11 March 2008

Migrating from Subversion to Mercurial

jemalloc has settled into Firefox pretty nicely at this point, so after having mostly worked on Lyken for a few weeks while waiting for the dust to settle, I'm planning to start working on adding the necessary functionality to allow the Tamarin JavaScript engine to integrate without requiring a separately managed heap for garbage collection. One of the first things I ran into was that the Tamarin source code is available as a Mercurial repository, so it seemed like a good time to become familiar with yet another version control system (VCS).

Over the past ten years, there has been a proliferation of VCS's, especially those supporting distributed development models (Arch, darcs, BitKeeper, git, svk, Mercurial, Bazaar, etc.), but for some reason I've found it difficult to get excited about them. The biggest barrier for me has been perceived complexity, but that is perhaps attributable in part to lack of exposure. Well, I've been exposed to Mercurial now, and I really like it so far.
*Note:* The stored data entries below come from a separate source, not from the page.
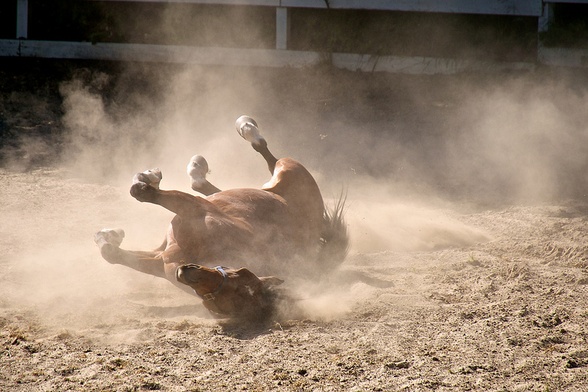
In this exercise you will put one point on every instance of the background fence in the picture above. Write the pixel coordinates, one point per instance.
(418, 36)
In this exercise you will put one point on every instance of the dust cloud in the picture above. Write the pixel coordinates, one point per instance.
(413, 153)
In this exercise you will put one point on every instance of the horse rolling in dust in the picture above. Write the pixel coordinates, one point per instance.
(282, 228)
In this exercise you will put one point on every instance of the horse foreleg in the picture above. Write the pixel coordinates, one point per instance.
(148, 262)
(197, 170)
(248, 129)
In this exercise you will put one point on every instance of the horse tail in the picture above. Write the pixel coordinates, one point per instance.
(334, 243)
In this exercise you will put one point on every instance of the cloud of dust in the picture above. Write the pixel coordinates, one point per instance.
(403, 147)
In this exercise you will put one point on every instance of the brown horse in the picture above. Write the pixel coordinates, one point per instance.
(282, 229)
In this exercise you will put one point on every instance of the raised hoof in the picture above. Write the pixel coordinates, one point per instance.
(150, 177)
(109, 236)
(248, 129)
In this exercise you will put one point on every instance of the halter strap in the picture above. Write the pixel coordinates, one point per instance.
(211, 296)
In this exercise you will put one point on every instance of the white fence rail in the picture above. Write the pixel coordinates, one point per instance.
(21, 46)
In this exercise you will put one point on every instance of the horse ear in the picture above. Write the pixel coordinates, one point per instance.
(269, 281)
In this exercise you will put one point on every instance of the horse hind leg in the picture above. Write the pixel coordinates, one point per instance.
(248, 129)
(197, 170)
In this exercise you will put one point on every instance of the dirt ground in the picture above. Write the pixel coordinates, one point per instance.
(469, 276)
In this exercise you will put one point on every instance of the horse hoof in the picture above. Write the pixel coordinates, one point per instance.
(150, 177)
(248, 129)
(197, 167)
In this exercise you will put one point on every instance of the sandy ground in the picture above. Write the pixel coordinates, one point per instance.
(464, 293)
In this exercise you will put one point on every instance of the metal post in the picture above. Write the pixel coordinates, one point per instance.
(281, 28)
(22, 18)
(546, 19)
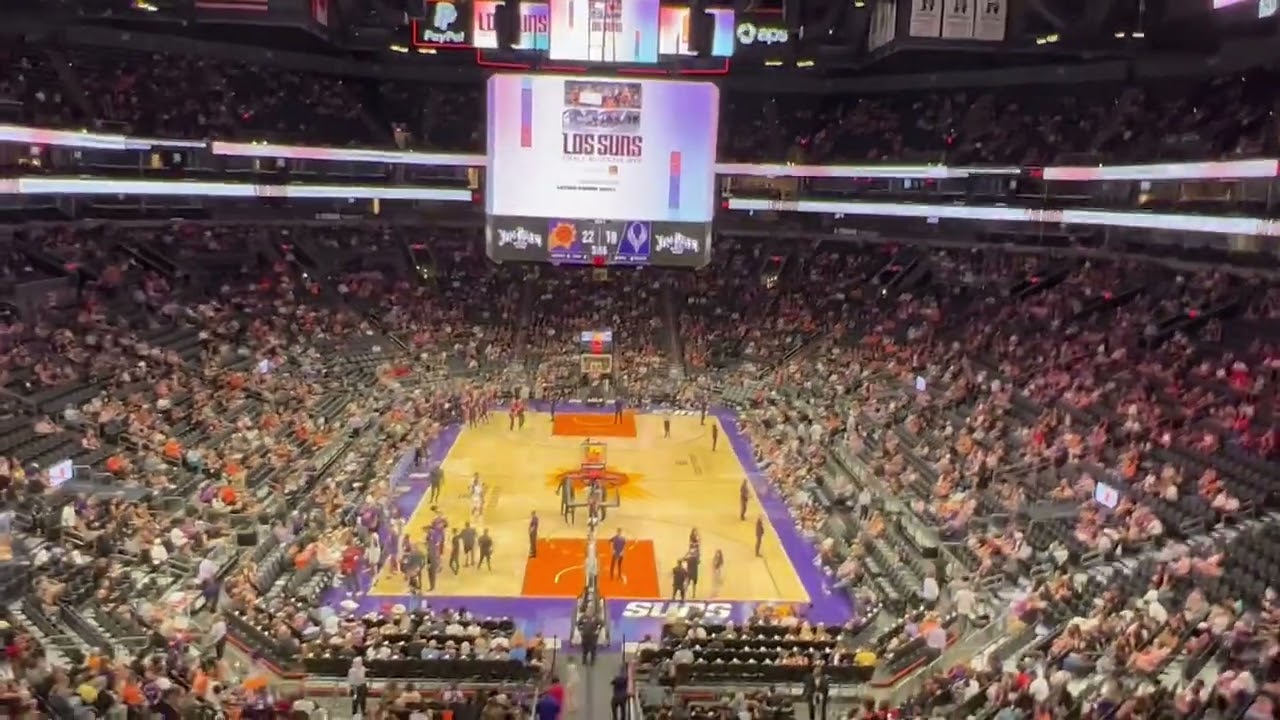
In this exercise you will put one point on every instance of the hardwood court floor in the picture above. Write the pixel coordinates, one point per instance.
(670, 486)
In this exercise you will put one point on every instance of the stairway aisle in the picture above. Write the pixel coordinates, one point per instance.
(595, 688)
(671, 328)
I've primarily been using Subversion for the past several years, and much to my surprise, Mercurial felt completely natural almost right away. In fact, it was immediately easier to deal with branching and merging than it has ever been for me with any other VCS. I have historically avoided branched development when at all possible, because it has been hard to make sure that the VCS was doing what I intended.

While Stuart and I were getting jemalloc working in Firefox, we were tossing patches back and forth constantly. I spent a total of ~2 days just dealing with patch merges, and changes were dropped on the floor on multiple occasions. It occurs to me now that I could have avoided the majority of this work if we had been using something like Mercurial. We wouldn't have lost changes, we wouldn't have had mystery failures due to subtle patch conflicts, and so on.

Mercurial is so cool that I spent almost two full days trying to migrate my Subversion repositories. In particular, I was initially trying to convert the Lyken repository, which consisted of 1023 revisions and perhaps 1000 files, with a couple of vendor code imports and one temporary branch (all pretty straightforward as repositories go). I tried all of the following:
  • hgsvn silently failed to commit 233 files, which made the resulting repository almost completely useless. I poked around in the code a bit and determined that fixing the problem myself would be a major undertaking.
  • yahg2svn could only handle 'trunk', 'branches', and 'tags' at the top level, and I had 'vendor' as well. I hacked on the code a bit and probably could have gotten it to work eventually, but I moved on in pursuit of easier solutions.
  • hg convert, which is an extension that comes with Mercurial, failed to do more than throw exceptions due to pickling failures.
  • Tailor mostly worked, though it was completely broken as installed on my Ubuntu/amd64 7.10 system, so I had to install it manually. It got confused by a handful of revisions, but it merely left them as unmerged branches, and the fallout was minimal.
I never did find a complete example of how to use Tailor to convert a Subversion repository to Mercurial format, so here's a bit more detail, in the hope that it will be of use to someone.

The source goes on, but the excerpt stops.